Canzone VI .
Was sich als Wahrheit tröstend senkt in Weh her
Und was als Irrthum sich um Wahrheit windet,
Was fertig scheint und was sich zeigt als Strich nur,
Was irrend schweift und was zurecht sich findet,
Was irgend ist, birgt dich, o Wort, von jeher
Und Alles Endliche besteht durch dich nur.
Sieh! was dir scheu entwich nur,
Bleibt Größe noch und ist als solche du stets,
Und dich nicht schauen sollt' ich da wo Fülle
In bildungsreger Hülle
Den Sinn erfreut und nimmt fortwährend zu stets?
Im Menschen Jesus aber stralt und brennet
Dein Licht daß nur, wer blind ist, es verkennet.
Aufging der Menschheit Sonne voller Klarheit
Im Galiläer der als dich sich wußte,
Als das Unendlich-Endliche sich kannte,
Und Solches klar und redlich, wie er mußte,
Auch aussprach und bezeugte als die Wahrheit.
Sein Lieben das die Gottheit Vater nannte
Und mild das All umspannte
War Ursach, Werk und Wesen höchster Einheit.
Das war nicht jenes kalte, stolze, arme
„brahma bin Ich!“ nein, warme
Gemütserweiterung zur Allgemeinheit.
Fortan hieß Jesus jedes höchste Lieben
Und bist von ihm untrennbar du geblieben.

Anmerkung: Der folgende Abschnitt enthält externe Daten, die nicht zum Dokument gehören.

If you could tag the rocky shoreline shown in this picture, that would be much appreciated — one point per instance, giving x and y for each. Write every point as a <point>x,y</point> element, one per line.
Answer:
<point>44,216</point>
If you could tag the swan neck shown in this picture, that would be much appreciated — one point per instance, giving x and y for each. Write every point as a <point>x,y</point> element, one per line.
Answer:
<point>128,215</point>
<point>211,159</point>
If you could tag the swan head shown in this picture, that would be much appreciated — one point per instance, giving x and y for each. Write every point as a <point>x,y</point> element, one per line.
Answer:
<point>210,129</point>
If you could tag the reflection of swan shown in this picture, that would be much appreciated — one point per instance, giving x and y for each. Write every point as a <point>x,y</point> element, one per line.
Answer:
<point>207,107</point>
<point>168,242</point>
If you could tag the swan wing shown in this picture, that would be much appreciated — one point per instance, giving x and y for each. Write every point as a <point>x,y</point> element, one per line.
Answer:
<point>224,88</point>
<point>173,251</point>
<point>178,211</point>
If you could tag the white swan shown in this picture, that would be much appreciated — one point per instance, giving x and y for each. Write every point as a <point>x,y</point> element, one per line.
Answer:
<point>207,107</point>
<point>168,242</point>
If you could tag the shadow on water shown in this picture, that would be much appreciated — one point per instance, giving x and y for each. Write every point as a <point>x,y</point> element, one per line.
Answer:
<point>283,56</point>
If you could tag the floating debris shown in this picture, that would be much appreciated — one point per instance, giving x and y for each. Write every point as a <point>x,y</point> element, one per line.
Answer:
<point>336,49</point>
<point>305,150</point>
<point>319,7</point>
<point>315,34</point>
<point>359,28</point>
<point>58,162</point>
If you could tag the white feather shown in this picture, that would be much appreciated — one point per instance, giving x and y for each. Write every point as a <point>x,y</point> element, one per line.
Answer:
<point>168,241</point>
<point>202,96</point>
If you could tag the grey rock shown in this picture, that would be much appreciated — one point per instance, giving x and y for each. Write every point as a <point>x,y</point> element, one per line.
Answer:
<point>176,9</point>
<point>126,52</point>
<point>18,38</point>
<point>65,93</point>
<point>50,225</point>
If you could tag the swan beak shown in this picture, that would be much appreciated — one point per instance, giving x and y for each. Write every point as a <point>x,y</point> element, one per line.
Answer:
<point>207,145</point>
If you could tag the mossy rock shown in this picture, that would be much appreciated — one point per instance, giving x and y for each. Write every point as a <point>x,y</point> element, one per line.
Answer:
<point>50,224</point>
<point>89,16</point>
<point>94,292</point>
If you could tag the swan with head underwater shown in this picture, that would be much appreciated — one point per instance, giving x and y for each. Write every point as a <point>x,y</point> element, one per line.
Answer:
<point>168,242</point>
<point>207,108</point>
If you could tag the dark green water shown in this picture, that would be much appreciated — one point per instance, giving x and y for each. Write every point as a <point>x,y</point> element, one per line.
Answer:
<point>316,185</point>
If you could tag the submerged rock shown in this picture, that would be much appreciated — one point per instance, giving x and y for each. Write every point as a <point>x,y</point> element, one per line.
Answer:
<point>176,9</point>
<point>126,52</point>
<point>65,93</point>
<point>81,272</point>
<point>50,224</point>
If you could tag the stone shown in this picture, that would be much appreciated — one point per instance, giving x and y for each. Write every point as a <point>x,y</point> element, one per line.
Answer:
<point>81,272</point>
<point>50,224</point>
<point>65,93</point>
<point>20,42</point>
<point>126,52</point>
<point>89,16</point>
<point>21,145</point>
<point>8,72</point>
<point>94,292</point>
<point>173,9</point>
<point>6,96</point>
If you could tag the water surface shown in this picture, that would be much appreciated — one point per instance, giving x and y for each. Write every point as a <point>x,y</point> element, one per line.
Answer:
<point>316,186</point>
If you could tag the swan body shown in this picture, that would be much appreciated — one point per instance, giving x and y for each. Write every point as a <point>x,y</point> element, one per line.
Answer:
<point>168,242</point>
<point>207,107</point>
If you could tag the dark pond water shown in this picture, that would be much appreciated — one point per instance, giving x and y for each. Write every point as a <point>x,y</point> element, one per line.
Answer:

Er war's, der dich zuerst in sich erkannte
Und dir Gestalt und Name mochte geben
So wie du ihm, denn du bist er, er du ja.
Des menschlichen Bewußtseins Licht und Leben,
Und wie bisher ihm unser Weihrauch brannte,
So tönet ihm der Zukunft Halleluja.
Der Welt Unruh und Ruh ja,
Sie sind in ihm nur. Schlichtgroß prophezeite
Er Solches selbst mit wahrhaft göttlich klarer
Und ewig wunderbarer
Bestimmtheit dem schwerfassenden Geleite.
Am Bergquell aber schöpften die Genossen
Bis Lebensströme auch von ihnen flossen.
Ein Tropfen dieser Fluten ward gefangen
In ärmlich ird'nem Krüglein. Welch ein Wunder!
Ein Brunnen ward's, der wie er floß und fließet,
Doch nie versieget noch verarmt bei runder
Umlagerung des Volks, das mit Verlangen
Die Flut schöpft, die sich fort und fort ergießet.
Der Born der also schießet
In Kraft und Frische, tiefher, klar und klingend,
Das ist das höchste Schrift gewordne Leben,
Das neustets sich erheben
Und Leben werden will, die Welt durchdringend;
Das ist die Schrift die unter allen Schriften
Bestimmt ist ein Weltschriftenthum zu stiften.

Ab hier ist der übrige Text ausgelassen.